- Integrated Systems
- About Us
- Integrated Systems
- About Us
An Oral History of The Machine—Chapter Three: Software
Chapter Three: Software
By Curt Hopkins, Managing Editor, Hewlett Packard Labs
The Machine is a computing architecture so radically different than any which has come before that it will affect everything we do in the future. Hewlett Packard Labs has spent the last five years developing the memory-driven computing, photonics, and fabric that has gone into The Machine and which have made the impossible inevitable.
We spoke to several dozen researchers – programmers, architects, open source advocates, optical scientists, and others – to construct a nine-part oral history of the years-long process of innovating the most fundamental change in computing in 70 years.
These men and women are not only scientists, they are also compelling story tellers with an exciting history to relate. If you’re interested in how differently we will be gathering, storing, processing, retrieving, and applying information in the near future, or you just enjoy good stories about science and discovery, read on.
If you would like to read other entries in the series, click here.

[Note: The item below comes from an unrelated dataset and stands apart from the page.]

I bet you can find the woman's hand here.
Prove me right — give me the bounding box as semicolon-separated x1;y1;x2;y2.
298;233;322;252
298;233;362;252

Director, Machine Applications and Software. Involved in The Machine program since it was announced.
Martin instinctively understood that The Machine had the potential to change the way we think about computing, but he needed evidence. “The Machine is good,” he said, “Now show me what it is good for.” He charged us with delivering an interesting application on The Machine that would be 10x better than what was currently happening.
It wasn’t a straightforward task, and took time to figure that out. All applications assume that both memory and compute is limited within the confines of a single server, so the only way to scale the application is either by building large scale-up servers, or scale-out horizontally by adding servers in a cluster. Scale-up architectures do not give me the compute I need. In scale-out, the communication traffic kills me.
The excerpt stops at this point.